The Alameda County Public Health Department doesn’t intend to advise school districts there to adopt vaccine mandates, either. Department spokeswoman Neetu Balram said in an email that vaccine requirements for students historically have been driven by the state.
Santa Clara County health officials couldn’t be reached to comment about whether they intend to offer any mandate recommendations, and a spokesperson for the San Mateo Health Department said he’d have a statement about that next week.
In his letter to West Contra Costa Unified, Farnitano urges the district to go ahead and issue a mandate, saying vaccinated students are “less likely to miss school due to the need to stay home for isolation or symptoms from an infection.”
“Fully vaccinated students are also not required to quarantine at home after an exposure, as long as they remain asymptomatic,” Farnitano’s letter
adds. “In this way vaccination can prevent significant disruptions in a child’s education.”
Gioia said that with Farnitano’s recommendation the district would be able to establish the vaccine mandate immediately if it chooses to.
That’s because the school board previously authorized district officials to adopt whatever vaccine recommendations state or local health officials make without its approval.
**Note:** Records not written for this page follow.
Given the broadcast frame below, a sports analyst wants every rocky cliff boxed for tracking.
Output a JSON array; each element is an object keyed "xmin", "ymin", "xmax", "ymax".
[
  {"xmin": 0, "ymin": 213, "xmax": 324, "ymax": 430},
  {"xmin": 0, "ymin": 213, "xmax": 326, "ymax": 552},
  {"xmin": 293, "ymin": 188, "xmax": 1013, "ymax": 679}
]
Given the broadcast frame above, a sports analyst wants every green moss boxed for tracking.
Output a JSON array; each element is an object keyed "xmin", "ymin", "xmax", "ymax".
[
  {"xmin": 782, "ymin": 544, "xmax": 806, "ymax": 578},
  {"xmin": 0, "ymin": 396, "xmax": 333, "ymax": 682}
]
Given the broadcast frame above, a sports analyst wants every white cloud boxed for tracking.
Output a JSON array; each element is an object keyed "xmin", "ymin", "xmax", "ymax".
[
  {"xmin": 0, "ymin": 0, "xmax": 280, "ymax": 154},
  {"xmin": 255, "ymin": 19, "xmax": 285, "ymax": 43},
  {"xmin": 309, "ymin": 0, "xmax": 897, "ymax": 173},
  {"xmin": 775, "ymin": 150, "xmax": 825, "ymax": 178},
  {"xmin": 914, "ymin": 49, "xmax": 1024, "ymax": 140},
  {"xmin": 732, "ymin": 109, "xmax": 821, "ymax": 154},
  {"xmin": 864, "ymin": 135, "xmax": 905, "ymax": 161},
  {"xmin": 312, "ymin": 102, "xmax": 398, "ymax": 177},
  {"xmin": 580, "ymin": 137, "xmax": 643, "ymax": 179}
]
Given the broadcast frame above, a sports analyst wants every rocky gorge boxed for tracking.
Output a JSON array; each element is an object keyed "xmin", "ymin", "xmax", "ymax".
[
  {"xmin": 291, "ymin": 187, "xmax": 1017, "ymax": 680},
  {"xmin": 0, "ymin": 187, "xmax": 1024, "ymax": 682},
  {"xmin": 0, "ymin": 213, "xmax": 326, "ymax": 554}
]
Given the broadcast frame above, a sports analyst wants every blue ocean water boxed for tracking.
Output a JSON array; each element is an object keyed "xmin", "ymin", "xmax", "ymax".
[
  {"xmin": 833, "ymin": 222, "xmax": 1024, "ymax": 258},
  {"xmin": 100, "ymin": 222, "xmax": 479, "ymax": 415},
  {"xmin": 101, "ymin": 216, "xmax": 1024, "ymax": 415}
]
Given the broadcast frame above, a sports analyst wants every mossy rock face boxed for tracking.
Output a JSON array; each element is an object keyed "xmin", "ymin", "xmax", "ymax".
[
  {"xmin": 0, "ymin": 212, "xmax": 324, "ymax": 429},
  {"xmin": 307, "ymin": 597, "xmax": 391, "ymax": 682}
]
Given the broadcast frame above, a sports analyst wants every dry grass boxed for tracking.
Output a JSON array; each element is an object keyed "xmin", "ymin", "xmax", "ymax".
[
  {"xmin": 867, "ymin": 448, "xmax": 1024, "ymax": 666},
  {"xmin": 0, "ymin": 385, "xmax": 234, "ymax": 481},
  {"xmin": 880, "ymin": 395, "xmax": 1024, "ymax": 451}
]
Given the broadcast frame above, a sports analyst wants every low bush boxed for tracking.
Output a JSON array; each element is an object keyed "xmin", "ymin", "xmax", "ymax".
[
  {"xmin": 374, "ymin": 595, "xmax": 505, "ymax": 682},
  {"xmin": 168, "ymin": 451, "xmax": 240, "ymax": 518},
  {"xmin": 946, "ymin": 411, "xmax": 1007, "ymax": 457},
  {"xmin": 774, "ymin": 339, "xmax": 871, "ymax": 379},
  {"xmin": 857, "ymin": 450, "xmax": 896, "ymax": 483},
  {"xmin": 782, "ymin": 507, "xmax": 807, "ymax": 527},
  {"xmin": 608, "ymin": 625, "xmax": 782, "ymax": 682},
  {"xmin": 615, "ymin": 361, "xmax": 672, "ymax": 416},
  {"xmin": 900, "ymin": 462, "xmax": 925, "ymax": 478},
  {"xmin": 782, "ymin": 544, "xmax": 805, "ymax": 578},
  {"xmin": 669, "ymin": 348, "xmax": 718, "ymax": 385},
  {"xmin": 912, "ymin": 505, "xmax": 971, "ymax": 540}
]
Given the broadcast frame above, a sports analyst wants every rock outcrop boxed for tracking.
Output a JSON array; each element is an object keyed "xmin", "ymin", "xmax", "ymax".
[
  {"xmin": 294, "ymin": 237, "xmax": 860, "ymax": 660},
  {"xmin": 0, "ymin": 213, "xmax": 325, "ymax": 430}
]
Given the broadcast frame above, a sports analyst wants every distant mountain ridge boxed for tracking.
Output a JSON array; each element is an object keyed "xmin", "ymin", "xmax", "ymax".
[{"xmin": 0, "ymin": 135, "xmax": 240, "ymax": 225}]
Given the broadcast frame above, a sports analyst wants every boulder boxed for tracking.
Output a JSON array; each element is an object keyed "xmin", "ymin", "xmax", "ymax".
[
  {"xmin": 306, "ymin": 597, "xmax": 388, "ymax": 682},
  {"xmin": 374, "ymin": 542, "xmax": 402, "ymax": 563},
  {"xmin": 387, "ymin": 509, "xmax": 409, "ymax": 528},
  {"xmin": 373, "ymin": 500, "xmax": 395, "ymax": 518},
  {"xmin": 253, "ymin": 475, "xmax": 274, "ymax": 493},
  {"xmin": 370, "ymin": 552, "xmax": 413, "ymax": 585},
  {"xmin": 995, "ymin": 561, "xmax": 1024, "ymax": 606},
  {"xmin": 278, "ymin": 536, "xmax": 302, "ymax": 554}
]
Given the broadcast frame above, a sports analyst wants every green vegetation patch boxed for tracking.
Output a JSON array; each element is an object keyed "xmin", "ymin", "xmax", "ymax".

Gioia said he was told that in a phone call by Hurst and board President Mister Phillips. It’s unclear, however, when the district actually would issue a vaccine mandate.
School board trustee Demetrio Gonzalez Hoy had written a resolution he intended to introduce at the now-canceled Tuesday board meeting calling for every eligible student and staff member to be fully vaccinated by Oct. 31.
If the resolution was approved then, the district might have become the first in the Bay Area to issue a vaccine mandate. Faculty and staff with medical or religious reasons for not getting the shots would have been exempted, as would students for medical reasons only.
But in an internal email Thursday, Hurst said there were some technical problems with the resolution that needed to be resolved first, such as how the district would provide distance-learning opportunities for students who didn’t comply with the vaccine mandate. For that reason, he canceled Tuesday’s meeting.